Presently one of the hotel pages stepped up to Mr. Petto, handing him a telegraphic dispatch just received. It was dated at his home in Cowville, Illinois, and making allowance for the difference in time, something more than two hours previously. It read as follows:
“A pot of boiling glue has just been upset upon Jerusalem’s hind-quarters. Shall I try rhubarb, or let it get cold and chisel it off?
“P.S. He did it himself, wagging his tail in the kitchen. Some Democrat has been bribing that dog with cold victuals.—PENELOPE PETTO.”
Then we knew what ailed “the following dorg.”
I should like to go on giving the reader a short account of this animal’s more striking personal peculiarities, but the subject seems to grow under my hand. The longer I write, the longer he becomes, and the more there is to tell; and after all, I shall not get a copper more for pourtraying all this length of dog than I would for depicting an orbicular pig.

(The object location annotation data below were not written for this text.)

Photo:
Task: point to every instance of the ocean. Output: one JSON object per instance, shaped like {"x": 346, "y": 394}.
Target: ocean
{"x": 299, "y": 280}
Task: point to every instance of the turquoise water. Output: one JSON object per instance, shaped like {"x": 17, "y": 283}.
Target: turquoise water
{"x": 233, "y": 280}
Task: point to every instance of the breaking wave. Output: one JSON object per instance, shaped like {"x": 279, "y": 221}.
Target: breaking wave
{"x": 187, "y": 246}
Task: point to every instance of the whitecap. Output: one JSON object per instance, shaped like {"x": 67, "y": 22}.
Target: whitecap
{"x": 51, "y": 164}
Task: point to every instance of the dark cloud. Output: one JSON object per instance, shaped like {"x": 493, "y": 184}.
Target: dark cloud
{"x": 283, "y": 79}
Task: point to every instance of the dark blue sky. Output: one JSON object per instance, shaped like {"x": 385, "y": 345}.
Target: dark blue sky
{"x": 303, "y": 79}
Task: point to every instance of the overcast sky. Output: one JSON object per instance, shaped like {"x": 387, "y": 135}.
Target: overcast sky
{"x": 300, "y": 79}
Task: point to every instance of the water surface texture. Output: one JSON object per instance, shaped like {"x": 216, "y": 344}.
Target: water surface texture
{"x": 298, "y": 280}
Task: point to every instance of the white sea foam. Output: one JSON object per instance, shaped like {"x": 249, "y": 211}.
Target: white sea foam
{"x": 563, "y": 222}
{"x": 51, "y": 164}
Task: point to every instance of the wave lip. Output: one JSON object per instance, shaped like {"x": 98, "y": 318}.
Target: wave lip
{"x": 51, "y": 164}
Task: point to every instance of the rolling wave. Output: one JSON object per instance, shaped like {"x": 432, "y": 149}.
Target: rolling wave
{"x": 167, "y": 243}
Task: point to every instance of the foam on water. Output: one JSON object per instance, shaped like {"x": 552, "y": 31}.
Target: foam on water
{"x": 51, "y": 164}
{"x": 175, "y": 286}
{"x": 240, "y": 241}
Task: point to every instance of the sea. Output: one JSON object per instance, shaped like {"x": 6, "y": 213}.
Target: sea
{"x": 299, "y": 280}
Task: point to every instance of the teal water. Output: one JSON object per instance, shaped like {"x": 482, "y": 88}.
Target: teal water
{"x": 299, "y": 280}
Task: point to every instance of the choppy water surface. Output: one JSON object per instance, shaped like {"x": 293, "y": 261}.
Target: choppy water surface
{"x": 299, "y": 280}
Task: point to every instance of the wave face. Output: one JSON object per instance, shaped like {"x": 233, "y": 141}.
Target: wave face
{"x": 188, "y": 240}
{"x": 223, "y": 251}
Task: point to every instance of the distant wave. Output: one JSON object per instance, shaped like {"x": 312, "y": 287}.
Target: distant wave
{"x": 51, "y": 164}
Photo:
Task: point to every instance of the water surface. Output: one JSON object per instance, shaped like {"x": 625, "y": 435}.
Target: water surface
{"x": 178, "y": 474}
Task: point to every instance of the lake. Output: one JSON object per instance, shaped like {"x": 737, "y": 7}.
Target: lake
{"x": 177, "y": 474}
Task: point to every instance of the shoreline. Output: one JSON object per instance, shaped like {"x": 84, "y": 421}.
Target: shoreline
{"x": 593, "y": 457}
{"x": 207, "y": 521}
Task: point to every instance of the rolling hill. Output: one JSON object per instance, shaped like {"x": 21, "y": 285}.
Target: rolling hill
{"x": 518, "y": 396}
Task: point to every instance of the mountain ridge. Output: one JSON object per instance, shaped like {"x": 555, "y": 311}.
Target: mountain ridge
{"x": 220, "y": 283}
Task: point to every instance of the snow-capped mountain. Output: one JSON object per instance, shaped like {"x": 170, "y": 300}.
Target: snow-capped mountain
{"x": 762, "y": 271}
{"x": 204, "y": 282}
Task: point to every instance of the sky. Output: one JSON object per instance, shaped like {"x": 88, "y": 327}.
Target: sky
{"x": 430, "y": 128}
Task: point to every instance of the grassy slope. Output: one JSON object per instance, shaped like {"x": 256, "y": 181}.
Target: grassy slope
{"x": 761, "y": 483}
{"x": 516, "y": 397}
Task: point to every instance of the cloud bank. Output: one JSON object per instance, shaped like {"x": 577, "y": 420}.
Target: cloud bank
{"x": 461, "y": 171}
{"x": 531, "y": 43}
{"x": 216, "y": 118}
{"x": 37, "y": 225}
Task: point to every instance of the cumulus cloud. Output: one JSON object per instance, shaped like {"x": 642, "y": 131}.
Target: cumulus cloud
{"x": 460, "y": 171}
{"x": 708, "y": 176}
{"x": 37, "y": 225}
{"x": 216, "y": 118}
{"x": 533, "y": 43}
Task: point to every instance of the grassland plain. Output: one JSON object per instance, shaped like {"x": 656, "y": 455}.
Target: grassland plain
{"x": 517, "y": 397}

Very talkative people always seemed to me to be divided into two classes—those who lie for a purpose and those who lie for the love of lying; and Sam Baxter belonged, with broad impartiality, to both. With him falsehood was not more frequently a means than an end; for he would not only lie without a purpose but at a sacrifice. I heard him once reading a newspaper to a blind aunt, and deliberately falsifying the market reports. The good old lady took it all in with a trustful faith, until he quoted dried apples at fifty cents a yard for unbolted sides; then she arose and disinherited him. Sam seemed to regard the fountain of truth as a stagnant pool, and himself an angel whose business it was to stand by and trouble the waters.
“You know Ben Dean,” said Sam to me one day; “I’m down on that fellow, and I’ll tell you why. In the winter of ’68 he and I were snaking together in the mountains north of the Big Sandy.”
“What do you mean by snaking, Sam?”
“Well, I like that! Why, gathering snakes, to be sure—rattlesnakes for zoological gardens, museums, and side-shows to circuses. This is how it is done: a party of snakers go up to the mountains in the early autumn, with provisions for all winter, and putting up a snakery at some central point, get to work as soon as the torpid season sets in, and before there is much snow. I presume you know that when the nights begin to get cold, the snakes go in under big flat stones, snuggle together, and lie there frozen stiff until the warm days of spring limber them up for business.
“We go about, raise up the rocks, tie the worms into convenient bundles and carry them to the snakery, where, during the snow season, they are assorted, labelled according to quality, and packed away for transportation. Sometimes a single showman will have as many as a dozen snakers in the mountains all winter.